Let's say I have a tensor consisting of 1 and 0's as shown below. How can I get the index of a specific column to replace with new values ? If I want to replace the values of column 1 with the [3.,4.,5.,6.], how do I accomplish this ?

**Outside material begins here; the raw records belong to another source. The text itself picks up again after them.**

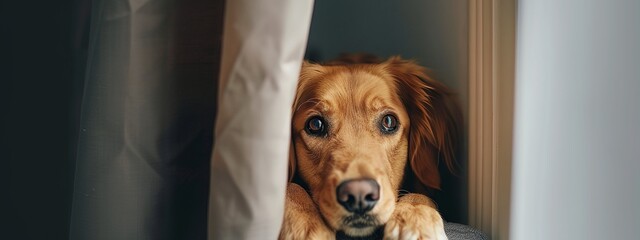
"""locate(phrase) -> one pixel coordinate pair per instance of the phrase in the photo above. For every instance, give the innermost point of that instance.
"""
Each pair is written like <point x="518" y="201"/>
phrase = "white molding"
<point x="491" y="78"/>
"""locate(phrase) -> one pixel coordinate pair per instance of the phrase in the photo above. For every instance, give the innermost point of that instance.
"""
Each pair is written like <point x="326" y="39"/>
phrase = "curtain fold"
<point x="142" y="169"/>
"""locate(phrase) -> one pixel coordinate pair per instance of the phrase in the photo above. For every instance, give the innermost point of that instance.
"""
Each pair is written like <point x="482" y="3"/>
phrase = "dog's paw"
<point x="302" y="219"/>
<point x="415" y="222"/>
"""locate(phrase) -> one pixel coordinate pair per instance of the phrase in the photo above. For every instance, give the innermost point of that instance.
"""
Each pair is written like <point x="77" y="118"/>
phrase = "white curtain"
<point x="148" y="107"/>
<point x="264" y="42"/>
<point x="577" y="115"/>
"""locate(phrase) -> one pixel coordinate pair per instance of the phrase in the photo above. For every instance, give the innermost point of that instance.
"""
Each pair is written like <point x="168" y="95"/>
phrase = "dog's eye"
<point x="389" y="124"/>
<point x="316" y="126"/>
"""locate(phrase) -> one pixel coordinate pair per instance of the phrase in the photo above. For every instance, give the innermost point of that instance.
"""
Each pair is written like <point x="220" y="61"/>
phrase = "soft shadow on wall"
<point x="435" y="33"/>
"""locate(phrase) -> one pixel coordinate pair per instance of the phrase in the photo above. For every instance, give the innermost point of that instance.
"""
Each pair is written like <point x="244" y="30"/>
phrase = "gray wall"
<point x="435" y="33"/>
<point x="577" y="134"/>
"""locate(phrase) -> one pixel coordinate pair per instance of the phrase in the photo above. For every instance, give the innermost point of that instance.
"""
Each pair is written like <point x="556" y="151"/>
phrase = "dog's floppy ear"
<point x="308" y="72"/>
<point x="435" y="120"/>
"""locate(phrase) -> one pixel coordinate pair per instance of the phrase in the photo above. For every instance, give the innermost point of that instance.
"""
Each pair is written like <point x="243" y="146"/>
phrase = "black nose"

a = torch.tensor([[[1., 0., 0., 0.]],
[[0., 1., 0., 0.]],
[[1., 0., 0., 0.]],
[[0., 0., 0., 1.]],
[[1., 0., 0., 0.]],
[[0., 0., 0., 1.]],
[[1., 0., 0., 0.]]])
推荐答案
将它们称为列"有点棘手,因为这是一个 3D 张量.
Calling them 'columns' is a bit tricky, given that this is a 3D tensor.
这将满足您的需求,将列"1 设置为您提供的值.
This will do what you need, setting 'column' 1 to the values you gave.
a = torch.tensor([[[1., 0., 0., 0.]],
[[0., 1., 0., 0.]],
[[1., 0., 0., 0.]],
[[0., 0., 0., 1.]],
[[1., 0., 0., 0.]],
[[0., 0., 0., 1.]],
[[1., 0., 0., 0.]]])
# Change values in 'column' 1 (zero-indexed):
# The 0 is there because of the size-1 second dimension.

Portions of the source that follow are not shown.